Abstract

BACKGROUND: The Epstein-Barr virus (EBV) is a human DNA herpesvirus that causes worldwide spread. Primary infection of EBV in early childhood is often subclinical, and more than 90% of children older than five years of ages are seropositive for EBV in Korea. Two types of EBV have been described which differ in their geographical distributions and associated diseases. Variable diseases including many malignancies are associated with EBV infections. And the pathogenesis of EBV associated diseases are very complicated.
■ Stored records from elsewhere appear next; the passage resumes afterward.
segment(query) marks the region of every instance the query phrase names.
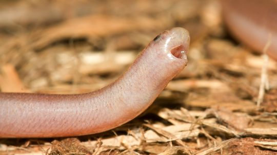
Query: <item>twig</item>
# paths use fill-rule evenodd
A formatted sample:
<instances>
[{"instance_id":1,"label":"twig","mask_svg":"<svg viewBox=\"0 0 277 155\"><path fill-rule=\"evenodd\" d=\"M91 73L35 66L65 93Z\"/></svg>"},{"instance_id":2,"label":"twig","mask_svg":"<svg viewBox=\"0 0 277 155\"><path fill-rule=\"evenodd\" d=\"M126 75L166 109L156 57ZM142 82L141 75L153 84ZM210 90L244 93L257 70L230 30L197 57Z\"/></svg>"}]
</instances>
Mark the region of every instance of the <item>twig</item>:
<instances>
[{"instance_id":1,"label":"twig","mask_svg":"<svg viewBox=\"0 0 277 155\"><path fill-rule=\"evenodd\" d=\"M268 78L267 76L267 64L268 63L268 56L266 54L267 50L271 44L271 34L270 34L268 36L268 39L263 49L263 58L264 59L264 64L262 68L262 73L261 74L261 84L260 85L260 89L259 91L259 96L257 99L257 106L260 107L261 103L264 100L264 96L265 95L265 88L266 90L269 89L269 84L268 82Z\"/></svg>"}]
</instances>

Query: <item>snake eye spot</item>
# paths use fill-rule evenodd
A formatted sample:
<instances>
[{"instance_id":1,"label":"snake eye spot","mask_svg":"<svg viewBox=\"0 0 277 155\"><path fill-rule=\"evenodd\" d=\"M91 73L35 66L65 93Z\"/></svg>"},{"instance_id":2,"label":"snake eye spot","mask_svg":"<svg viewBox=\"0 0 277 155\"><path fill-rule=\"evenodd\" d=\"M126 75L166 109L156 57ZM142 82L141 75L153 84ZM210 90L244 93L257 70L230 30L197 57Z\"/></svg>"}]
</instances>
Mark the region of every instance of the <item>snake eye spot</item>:
<instances>
[{"instance_id":1,"label":"snake eye spot","mask_svg":"<svg viewBox=\"0 0 277 155\"><path fill-rule=\"evenodd\" d=\"M156 40L157 40L159 38L160 38L160 37L161 37L161 34L157 35L154 38L154 39L153 39L153 41L156 41Z\"/></svg>"}]
</instances>

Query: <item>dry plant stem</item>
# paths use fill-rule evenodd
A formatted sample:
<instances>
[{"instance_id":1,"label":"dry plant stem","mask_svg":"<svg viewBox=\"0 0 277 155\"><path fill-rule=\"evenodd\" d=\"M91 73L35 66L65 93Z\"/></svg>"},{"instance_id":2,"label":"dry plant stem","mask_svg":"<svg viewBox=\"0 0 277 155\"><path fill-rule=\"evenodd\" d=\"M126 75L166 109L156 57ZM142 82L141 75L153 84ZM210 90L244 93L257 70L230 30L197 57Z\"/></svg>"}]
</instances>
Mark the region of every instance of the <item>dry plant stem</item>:
<instances>
[{"instance_id":1,"label":"dry plant stem","mask_svg":"<svg viewBox=\"0 0 277 155\"><path fill-rule=\"evenodd\" d=\"M126 72L98 91L75 95L0 93L0 138L98 133L136 117L186 65L190 37L175 28L156 37Z\"/></svg>"},{"instance_id":2,"label":"dry plant stem","mask_svg":"<svg viewBox=\"0 0 277 155\"><path fill-rule=\"evenodd\" d=\"M268 64L268 56L266 54L268 48L271 44L271 35L269 34L268 39L266 42L264 49L263 50L264 54L263 58L264 58L264 64L262 68L262 73L261 74L261 84L260 85L260 89L259 91L259 96L257 99L257 106L260 107L261 103L264 100L264 96L265 95L265 89L269 89L269 83L268 82L268 78L267 76L267 65Z\"/></svg>"},{"instance_id":3,"label":"dry plant stem","mask_svg":"<svg viewBox=\"0 0 277 155\"><path fill-rule=\"evenodd\" d=\"M222 148L227 146L230 142L234 141L235 139L230 139L224 141L223 141L221 144L218 145L217 146L214 146L214 147L209 148L207 149L205 149L203 151L201 151L195 154L195 155L206 155L210 154L212 152L214 152L216 151L218 151L221 149Z\"/></svg>"}]
</instances>

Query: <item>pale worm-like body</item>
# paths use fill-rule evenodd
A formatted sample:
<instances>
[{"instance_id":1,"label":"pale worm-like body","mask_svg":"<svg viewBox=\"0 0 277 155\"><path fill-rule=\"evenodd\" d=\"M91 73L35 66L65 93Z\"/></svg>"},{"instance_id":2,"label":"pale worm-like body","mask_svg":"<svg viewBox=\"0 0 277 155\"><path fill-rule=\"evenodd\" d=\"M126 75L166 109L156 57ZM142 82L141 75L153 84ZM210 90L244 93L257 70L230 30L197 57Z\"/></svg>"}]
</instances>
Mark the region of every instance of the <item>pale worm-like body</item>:
<instances>
[{"instance_id":1,"label":"pale worm-like body","mask_svg":"<svg viewBox=\"0 0 277 155\"><path fill-rule=\"evenodd\" d=\"M96 134L144 112L187 63L187 30L158 35L120 78L77 95L0 93L0 138L44 138Z\"/></svg>"},{"instance_id":2,"label":"pale worm-like body","mask_svg":"<svg viewBox=\"0 0 277 155\"><path fill-rule=\"evenodd\" d=\"M223 16L237 38L262 52L267 41L267 54L277 60L277 1L222 0Z\"/></svg>"}]
</instances>

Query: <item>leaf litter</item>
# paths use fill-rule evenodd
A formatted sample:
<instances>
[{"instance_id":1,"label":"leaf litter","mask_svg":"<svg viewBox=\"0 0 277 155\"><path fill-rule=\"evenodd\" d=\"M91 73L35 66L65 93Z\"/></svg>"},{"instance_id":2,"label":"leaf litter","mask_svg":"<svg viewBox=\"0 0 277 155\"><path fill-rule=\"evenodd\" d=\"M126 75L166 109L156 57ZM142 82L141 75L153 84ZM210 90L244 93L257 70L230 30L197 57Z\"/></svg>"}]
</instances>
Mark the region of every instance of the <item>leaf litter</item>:
<instances>
[{"instance_id":1,"label":"leaf litter","mask_svg":"<svg viewBox=\"0 0 277 155\"><path fill-rule=\"evenodd\" d=\"M165 29L184 27L192 41L188 66L133 120L78 137L2 139L0 154L277 154L277 63L232 39L218 1L0 3L2 92L95 91ZM261 75L270 87L259 107Z\"/></svg>"}]
</instances>

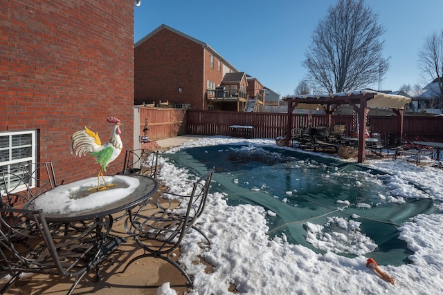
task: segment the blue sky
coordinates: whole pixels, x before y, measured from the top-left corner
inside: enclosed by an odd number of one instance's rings
[[[293,94],[319,19],[336,0],[141,0],[134,8],[134,42],[165,23],[206,43],[240,71],[266,87]],[[424,39],[443,29],[442,0],[366,0],[386,32],[390,70],[383,90],[426,85],[417,66]],[[368,18],[370,16],[368,16]],[[426,80],[427,82],[427,80]],[[377,89],[378,82],[370,86]]]

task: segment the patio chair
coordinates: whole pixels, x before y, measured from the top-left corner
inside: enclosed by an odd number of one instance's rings
[[[213,168],[192,184],[190,195],[165,192],[151,200],[148,203],[150,206],[142,206],[138,211],[129,212],[125,222],[127,232],[134,236],[145,251],[129,261],[125,270],[141,258],[158,258],[174,265],[186,278],[188,285],[192,285],[186,272],[171,257],[184,236],[192,229],[197,230],[209,243],[208,238],[195,224],[204,209],[213,171]],[[181,204],[172,210],[172,200],[174,198],[178,198]]]
[[[4,294],[21,274],[45,274],[75,278],[68,291],[123,242],[121,238],[93,238],[96,227],[69,230],[48,224],[41,211],[0,207],[0,272],[10,279],[0,290]],[[14,216],[11,220],[8,217]]]
[[[52,162],[5,166],[0,171],[0,191],[15,207],[57,186]]]
[[[155,178],[159,152],[147,149],[127,150],[120,174],[138,174]]]

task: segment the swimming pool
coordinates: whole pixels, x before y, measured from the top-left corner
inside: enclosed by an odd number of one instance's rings
[[[296,151],[220,144],[163,157],[197,174],[215,166],[211,191],[224,193],[230,205],[262,206],[271,237],[318,253],[408,263],[412,252],[398,239],[398,227],[411,216],[436,211],[432,200],[395,196],[386,185],[390,175],[382,171]]]

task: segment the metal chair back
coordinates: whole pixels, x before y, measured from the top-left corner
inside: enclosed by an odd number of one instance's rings
[[[179,247],[184,236],[192,229],[197,230],[209,243],[208,238],[195,227],[195,224],[204,212],[213,171],[213,168],[194,182],[189,195],[165,192],[143,204],[138,211],[129,212],[125,228],[145,253],[132,259],[126,267],[143,257],[159,258],[179,269],[192,286],[192,281],[189,276],[170,256]],[[172,200],[178,200],[180,204],[174,208]]]
[[[127,150],[120,174],[138,174],[155,178],[158,155],[157,151]]]
[[[11,276],[0,290],[3,294],[23,273],[48,274],[75,277],[71,294],[79,280],[96,263],[95,247],[65,236],[50,226],[40,211],[0,208],[0,272]],[[14,216],[14,218],[10,216]],[[60,229],[60,227],[58,228]]]
[[[52,162],[0,168],[3,202],[15,207],[57,186]]]

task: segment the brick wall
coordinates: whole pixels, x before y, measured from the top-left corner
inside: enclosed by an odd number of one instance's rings
[[[201,108],[206,83],[203,52],[201,44],[165,28],[138,44],[134,49],[135,104],[168,100]]]
[[[69,151],[84,126],[107,141],[116,116],[132,145],[132,1],[2,0],[0,28],[0,131],[38,129],[38,160],[54,162],[59,182],[97,174]]]

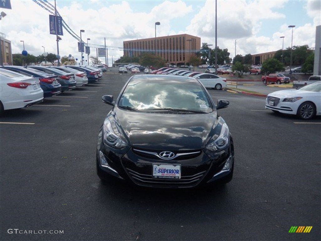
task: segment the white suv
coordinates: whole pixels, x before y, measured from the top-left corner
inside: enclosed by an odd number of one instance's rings
[[[293,81],[293,87],[298,89],[315,82],[320,81],[321,81],[321,75],[313,75],[309,77],[308,80],[294,80]]]

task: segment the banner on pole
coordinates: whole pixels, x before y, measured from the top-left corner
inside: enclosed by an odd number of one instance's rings
[[[106,56],[106,49],[103,48],[98,48],[98,57],[105,57]]]
[[[82,48],[80,48],[80,42],[78,42],[78,52],[85,52],[85,43],[82,43]]]
[[[90,47],[89,46],[86,46],[85,49],[85,53],[90,54]]]

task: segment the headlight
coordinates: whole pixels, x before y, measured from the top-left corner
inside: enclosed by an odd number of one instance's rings
[[[284,98],[283,100],[283,102],[294,102],[297,100],[301,100],[302,97],[291,97],[290,98]]]
[[[218,137],[206,146],[206,148],[211,151],[215,152],[225,148],[229,144],[229,133],[227,125],[224,123],[222,125]]]
[[[117,149],[120,149],[127,145],[127,143],[120,136],[122,136],[119,127],[113,120],[106,118],[103,127],[103,138],[108,145]]]

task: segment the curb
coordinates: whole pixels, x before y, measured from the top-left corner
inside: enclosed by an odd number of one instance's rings
[[[238,91],[235,90],[231,89],[228,87],[226,87],[226,91],[227,92],[230,93],[233,93],[233,94],[239,93],[243,94],[247,94],[249,95],[253,95],[254,96],[257,96],[260,97],[264,97],[265,98],[266,98],[267,96],[267,95],[265,94],[260,94],[259,93],[255,94],[253,93],[249,93],[245,91]]]

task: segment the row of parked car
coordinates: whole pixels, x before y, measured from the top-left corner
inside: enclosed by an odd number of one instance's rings
[[[226,78],[209,73],[164,67],[152,71],[151,74],[193,77],[198,79],[205,87],[216,90],[221,90],[226,87]]]
[[[0,66],[0,113],[30,106],[102,76],[101,70],[88,66]]]

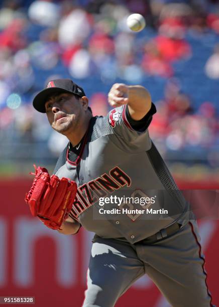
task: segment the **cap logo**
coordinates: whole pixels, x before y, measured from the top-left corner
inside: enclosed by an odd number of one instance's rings
[[[49,82],[48,83],[46,88],[48,88],[49,87],[55,87],[55,85],[53,81],[50,81],[50,82]]]

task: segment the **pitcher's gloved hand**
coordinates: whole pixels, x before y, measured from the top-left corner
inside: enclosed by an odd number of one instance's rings
[[[47,170],[36,167],[32,186],[25,196],[33,216],[38,216],[48,227],[59,229],[68,217],[77,192],[77,184],[67,178],[50,176]]]

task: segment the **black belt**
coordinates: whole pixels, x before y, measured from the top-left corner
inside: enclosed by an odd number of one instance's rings
[[[146,239],[144,239],[143,240],[141,240],[136,244],[144,243],[147,244],[151,244],[156,243],[177,232],[177,231],[180,229],[181,226],[181,225],[178,224],[178,223],[174,223],[174,224],[171,225],[168,227],[161,229],[160,231],[155,233],[155,234],[150,237],[148,237],[148,238],[146,238]]]

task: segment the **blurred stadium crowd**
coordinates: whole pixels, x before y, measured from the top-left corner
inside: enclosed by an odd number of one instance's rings
[[[140,33],[126,25],[132,13],[145,17]],[[65,137],[32,101],[59,77],[84,88],[94,115],[107,113],[115,82],[146,86],[158,110],[151,135],[163,155],[178,167],[218,167],[218,0],[2,2],[2,169],[55,163]]]

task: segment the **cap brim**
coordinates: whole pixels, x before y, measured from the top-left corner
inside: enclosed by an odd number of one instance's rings
[[[61,88],[60,87],[49,87],[43,90],[35,97],[33,101],[33,105],[34,108],[41,113],[46,113],[46,109],[45,107],[45,103],[49,96],[51,96],[55,93],[69,93],[69,94],[74,94],[72,92],[67,91]]]

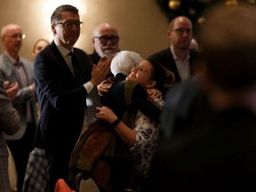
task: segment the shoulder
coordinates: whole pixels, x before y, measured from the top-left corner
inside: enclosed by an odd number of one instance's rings
[[[23,63],[23,65],[25,66],[25,67],[33,67],[33,63],[30,61],[30,60],[26,60],[26,59],[24,59],[24,58],[20,58],[20,61]]]

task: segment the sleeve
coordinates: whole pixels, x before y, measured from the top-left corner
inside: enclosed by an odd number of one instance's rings
[[[0,74],[0,129],[8,135],[16,133],[20,129],[20,116],[12,108],[4,88],[4,81]]]

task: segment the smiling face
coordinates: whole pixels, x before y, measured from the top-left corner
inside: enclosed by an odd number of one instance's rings
[[[156,81],[152,80],[153,66],[148,60],[142,60],[139,66],[133,68],[127,76],[127,80],[136,81],[146,89],[154,88]]]
[[[118,50],[117,30],[108,23],[97,26],[93,31],[93,46],[100,57],[112,57]]]
[[[193,38],[193,26],[186,17],[179,17],[170,25],[168,37],[172,47],[180,50],[188,50]]]
[[[23,34],[20,26],[9,24],[2,29],[2,40],[4,50],[12,57],[19,54],[22,45]]]
[[[60,20],[52,23],[52,30],[55,36],[56,42],[61,46],[71,50],[80,36],[79,14],[71,12],[62,12]],[[71,26],[65,23],[71,23]]]
[[[37,55],[37,53],[39,52],[41,52],[45,46],[47,46],[49,44],[49,42],[44,40],[44,39],[41,39],[41,40],[38,40],[35,45],[34,45],[34,48],[33,48],[33,52],[32,52],[32,56],[33,58],[35,59],[36,56]]]

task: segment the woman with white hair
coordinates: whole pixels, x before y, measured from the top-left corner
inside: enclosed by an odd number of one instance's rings
[[[134,188],[137,175],[149,175],[161,108],[148,100],[147,89],[161,90],[166,76],[160,65],[151,62],[129,51],[115,56],[111,70],[116,76],[111,88],[103,94],[105,107],[97,108],[99,121],[84,129],[73,150],[71,167],[83,170],[103,191]],[[131,76],[135,70],[140,74],[138,79]],[[131,132],[118,132],[120,124]],[[126,136],[132,132],[135,134],[130,142]]]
To study EBV typing in EBV associated diseases could be the first step to find out the pathogenesis of EBV associated diseases, and to confirm the altered reactivation and typing of EBV under various disease conditions may be indirectly helpful to understand the pathogenesis of EBV associated diseases. In this aspect, we performed this study.
METHODS
The study group included 90 children (age range 1 to 15 years) with febrile illness and malignancies who had serologic evidence of previous EBV infection. Sixty-two cases of the study group had febrile illness and 28 cases had malignancies. Febrile illness groups were classified into bacterial infection, non-bacterial infection and Kawasaki disease. The control group included 62 healthy children in the range of 5 to 15 years of age. Mouth washing samples were taken and two types, EBV A and B were identified by using one-step PCR. B95-8 cells (type A) and Jijoye cells (type B) were used as positive controls, and K-562 cells was used as a negative control.
RESULTS
The results were as follows; Eleven (17.7%) of the 62 healthy children had EBV DNA in throat washings : of these, 8 (72.7%) were shedding type A virus, and 3 (27.3%) type B. EBV was detected in 12 (57%) of the 21 patients with bacterial infection : 7 (58.3%) had A type, 2 (16.7%) B type, and 3 (25%) both types. 23 (79.3%) of the 29 patient with non-bacterial infection had EBV DNA in throat washing: of these, 15 (65.2%) had A type, 4 (17.4%) B type, and 4 (17.4%) both types. Two (16.7%) of the 12 patients with Kawasaki disease had EBV DNA in throat washing; all of them were type A. EBV was detected in 15 of the 28 children with malignancies : 11 (73.3%) had only type A, 2 (13.3%) type B, and 2 (13.3%) both types. Overall, the seropositive rate of study group was significantly higher than that of control group. But, there was no significant difference in seropositive rate between febrile illness and malignancies. Both the seropositive rates in the bacterial infection and non-bacterial infection groups were significantly higher than that of Kawasaki disease group (respectively P<0.001, P<0.001).
CONCLUSION
We have the facts and suggestions as followings; We reconfirm that type A EBV is highly dominant and no mixed infection in Korean healthy children. The EBV excretion rate in children with febrile illness or malignancies was about 3-fold higher than that in healthy children, and coinfection with type A and B was seen in both study group. These results suggest that EBV reactivation may be increased in the status of immunologic alteration, induced by diseases. By contrast, EBV reactivation may not be found in certain acute febrile illness like Kawasaki disease, in which immunologic alteration to reactivate EBV is not induced. We think that this study may provide the basis to figure out the pathogenesis of EBV associated diseases. But, The outcome of this study is incomplete and indirect to understand the host immune responses to EBV and pathognomic role according to EBV types. So, further large scaled studies of EBV subtyping using variable methods will be needed to investigate the pathogenesis of EBV associated diseases.